One other important preventative measure that can help decrease the amount of sudden death in athletes is for the school/organization to have an Athletic Trainer on staff.  Athletic Trainers are educated in emergency care of athletes and are aware of the signs/symptoms of conditions, such as a sudden cardiac event, and the treatment of such conditions.  Other causes of sudden death in athletes include exertional sickeling, exertional heat stroke and traumatic spine or brain injury. 

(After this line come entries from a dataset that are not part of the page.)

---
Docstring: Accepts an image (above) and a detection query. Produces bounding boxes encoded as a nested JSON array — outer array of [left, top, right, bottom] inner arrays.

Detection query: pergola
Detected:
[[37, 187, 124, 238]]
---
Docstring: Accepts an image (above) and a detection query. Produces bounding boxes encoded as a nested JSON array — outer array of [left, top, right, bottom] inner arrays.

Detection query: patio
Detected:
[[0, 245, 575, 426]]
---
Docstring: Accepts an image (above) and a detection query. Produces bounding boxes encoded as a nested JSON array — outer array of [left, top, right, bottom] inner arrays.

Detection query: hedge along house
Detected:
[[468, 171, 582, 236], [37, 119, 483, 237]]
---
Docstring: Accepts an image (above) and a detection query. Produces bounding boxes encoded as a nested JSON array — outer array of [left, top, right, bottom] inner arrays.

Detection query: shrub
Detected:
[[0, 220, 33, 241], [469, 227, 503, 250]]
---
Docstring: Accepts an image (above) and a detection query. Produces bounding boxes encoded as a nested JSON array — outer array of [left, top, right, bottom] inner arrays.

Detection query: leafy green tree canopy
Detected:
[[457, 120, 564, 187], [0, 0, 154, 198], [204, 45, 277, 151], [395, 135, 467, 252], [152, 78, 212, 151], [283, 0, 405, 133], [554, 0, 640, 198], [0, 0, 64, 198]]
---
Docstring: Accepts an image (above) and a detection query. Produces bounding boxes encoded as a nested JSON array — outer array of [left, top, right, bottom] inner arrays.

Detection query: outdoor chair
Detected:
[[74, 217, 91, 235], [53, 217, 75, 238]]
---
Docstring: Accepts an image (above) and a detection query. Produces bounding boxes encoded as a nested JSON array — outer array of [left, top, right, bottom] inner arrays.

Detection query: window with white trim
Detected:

As previously stated, Athletic Trainers have the knowledge of each of these conditions and are equipped with the proper medical supplies (i.e, AED, CPR certification, Concussion guideline, heat index charts, Emergency Action Plan, etc.) in order to handle an emergency situation.  It is important to know the conditions of the environment and the background of the athlete (asthmatic, allergies, temperature, field status etc.) in order to help prevent emergency events from taking place.  Each state has criteria that schools must follow in order to keep athletes safe, which is usually carried out by an Athletic Trainer.

Preparedness and prevention are the two most important points to take from this blog.  It is always good to seek out information about a condition that you may know little about, but make sure that the information is relevant and accurate.